How do you do more with less?
This is the billion-pound question and one that is even more urgent in the UK public sector today. Years of austerity and government pressures to break up monolithic contracts have left the public sector scrambling to squeeze as much as they can from what they have. Against this backdrop, I was not surprised to see the Head of the National Audit Office (NAO) recently highlight the “digital capability gap” that’s still apparent across government. This refers to the government-wide ‘digital by default’ projects aiming to bring government services into the 21st century and make them more accessible/mobile, or make them more efficient, saving taxpayer money.
Calls from the NAO to lighten the load and re-prioritize these projects will frustrate but not surprise those in the sector who are well-accustomed to yo-yo budgeting and project prioritization. The most startling headline from the NAO is the actual number, however. An estimated 2,800 extra IT staff are needed to bridge the digital gap, which is a tall order, and this estimation is only trending upwards more than ever. The best way to address this imperative is for departments to accelerate the sharing and reuse of assets across government. Part of MuleSoft’s daily work with connectivity and integration is promoting reuse as a standard behaviour, helping customers do more with less.
Reuse in architecture is not a new concept, but through more sophisticated connectivity and integration, it is a more attainable behavior than ever before. After all, one of the widely accepted hurdles to jump in adopting digital services is the massive time consumption, skill and cost for departments to build and then connect to legacy infrastructure. So it makes sense that once one department has accessed the underlying system, you standardise that access through so others can simply reuse it. Once a lot of these assets are made reusable, then multiple teams across an organization can access the data and use them in a controlled, governed way. We call this an application network.
The setback with previous reuse methodologies, like SOA, has been that while these concepts are adopted in central IT teams, they are not ushered in a productivity step change because the functionality, access, and coding are too cumbersome or unsecure for non-central teams to embrace.
Perhaps the British government should take some advice from across the pond. On a recent webinar, the Federal Communications Commission (FCC) outlined their considered approach for digital and addressing legacy modernisation. Admitting that they have lots of complex legacy applications across disparate lines of business, there was a tendency to recommend moving everything to a single location in one ‘giant leap.’ Recognizing how difficult this would be, the FCC is considering the more intelligent approach of embracing an API strategy and building an API layer to enable gradual migration of each application to an appropriate modern platform. By using API-led connectivity and building out ‘System APIs,’ these applications can then be reused across other departments appropriately.

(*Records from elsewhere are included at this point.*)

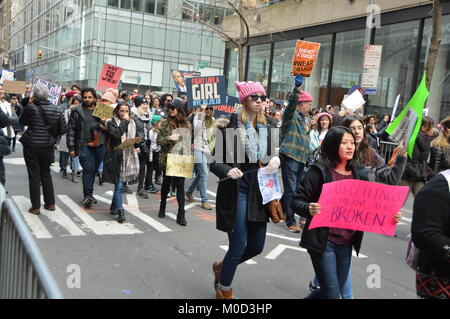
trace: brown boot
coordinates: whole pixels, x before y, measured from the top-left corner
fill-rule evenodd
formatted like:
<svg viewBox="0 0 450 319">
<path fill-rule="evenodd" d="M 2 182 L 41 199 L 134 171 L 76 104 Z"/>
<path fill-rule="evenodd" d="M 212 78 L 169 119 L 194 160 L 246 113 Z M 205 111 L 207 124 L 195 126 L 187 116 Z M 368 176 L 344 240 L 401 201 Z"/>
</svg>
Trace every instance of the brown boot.
<svg viewBox="0 0 450 319">
<path fill-rule="evenodd" d="M 233 299 L 233 289 L 216 289 L 216 299 Z"/>
<path fill-rule="evenodd" d="M 222 270 L 222 261 L 216 261 L 212 265 L 213 273 L 214 273 L 214 289 L 217 290 L 217 284 L 220 281 L 220 271 Z"/>
</svg>

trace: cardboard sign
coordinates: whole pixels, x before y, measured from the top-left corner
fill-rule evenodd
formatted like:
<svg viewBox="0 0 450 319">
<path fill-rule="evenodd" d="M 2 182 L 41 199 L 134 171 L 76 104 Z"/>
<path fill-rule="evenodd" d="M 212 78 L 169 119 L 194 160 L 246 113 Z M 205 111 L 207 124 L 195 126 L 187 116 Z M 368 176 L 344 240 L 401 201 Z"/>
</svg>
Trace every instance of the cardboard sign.
<svg viewBox="0 0 450 319">
<path fill-rule="evenodd" d="M 258 185 L 263 198 L 263 205 L 281 198 L 281 184 L 277 171 L 268 168 L 258 170 Z"/>
<path fill-rule="evenodd" d="M 227 101 L 225 76 L 202 76 L 186 79 L 188 108 L 224 105 Z"/>
<path fill-rule="evenodd" d="M 106 121 L 113 117 L 114 115 L 114 107 L 98 103 L 95 106 L 94 112 L 92 112 L 92 116 L 98 117 L 102 119 L 103 121 Z"/>
<path fill-rule="evenodd" d="M 57 105 L 59 102 L 59 97 L 61 95 L 61 90 L 62 90 L 62 86 L 41 78 L 34 78 L 33 79 L 33 84 L 31 87 L 31 91 L 33 91 L 33 87 L 35 87 L 36 85 L 43 85 L 46 86 L 50 92 L 50 102 L 52 104 Z"/>
<path fill-rule="evenodd" d="M 3 81 L 5 93 L 25 94 L 26 85 L 25 81 Z"/>
<path fill-rule="evenodd" d="M 298 40 L 292 59 L 291 75 L 309 77 L 319 56 L 320 43 Z"/>
<path fill-rule="evenodd" d="M 134 144 L 139 143 L 140 141 L 141 141 L 140 137 L 130 138 L 128 140 L 125 140 L 121 144 L 117 145 L 115 149 L 116 150 L 124 150 L 126 148 L 133 147 Z"/>
<path fill-rule="evenodd" d="M 111 64 L 104 64 L 98 79 L 97 91 L 106 92 L 107 89 L 117 89 L 123 69 Z"/>
<path fill-rule="evenodd" d="M 226 103 L 224 105 L 217 105 L 214 107 L 214 117 L 216 119 L 220 117 L 230 118 L 231 114 L 235 113 L 238 107 L 241 105 L 239 98 L 227 95 Z"/>
<path fill-rule="evenodd" d="M 361 78 L 362 87 L 370 89 L 376 89 L 378 87 L 378 74 L 380 73 L 382 52 L 382 45 L 366 45 Z"/>
<path fill-rule="evenodd" d="M 197 71 L 182 71 L 171 70 L 173 81 L 175 82 L 175 89 L 177 92 L 187 92 L 186 79 L 193 76 L 201 76 L 202 74 Z"/>
<path fill-rule="evenodd" d="M 347 179 L 326 183 L 309 229 L 333 227 L 394 236 L 394 215 L 408 196 L 407 186 L 390 186 Z"/>
</svg>

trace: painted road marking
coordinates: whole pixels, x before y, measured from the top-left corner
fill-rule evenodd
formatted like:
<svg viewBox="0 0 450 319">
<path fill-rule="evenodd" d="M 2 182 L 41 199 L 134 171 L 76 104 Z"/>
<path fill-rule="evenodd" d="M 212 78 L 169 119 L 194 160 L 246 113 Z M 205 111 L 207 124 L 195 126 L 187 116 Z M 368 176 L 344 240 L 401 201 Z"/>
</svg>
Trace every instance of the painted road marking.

Appreciating that Government has complex, interwoven connectivity needs, it will require multiple API building blocks; by putting in a framework for ordering and structuring these building blocks it makes them more accessible to a wider audience and starts to bridge the capability gap.
The API-led connectivity strategies help define methods for connecting and exposing assets and promotes decentralised access to data and capabilities while not compromising on governance. This is a journey that enables the realization of a ‘composable government’, one whose assets and services can be leveraged independent of geographic or technical boundaries.
With the current political and economic backdrop, this approach is one that seems to resonate more than ever with the UK public sector. An API-led approach means rather than taking a running jump and leap; departments can take manageable steps to crossing the digital chasm and doing more with less.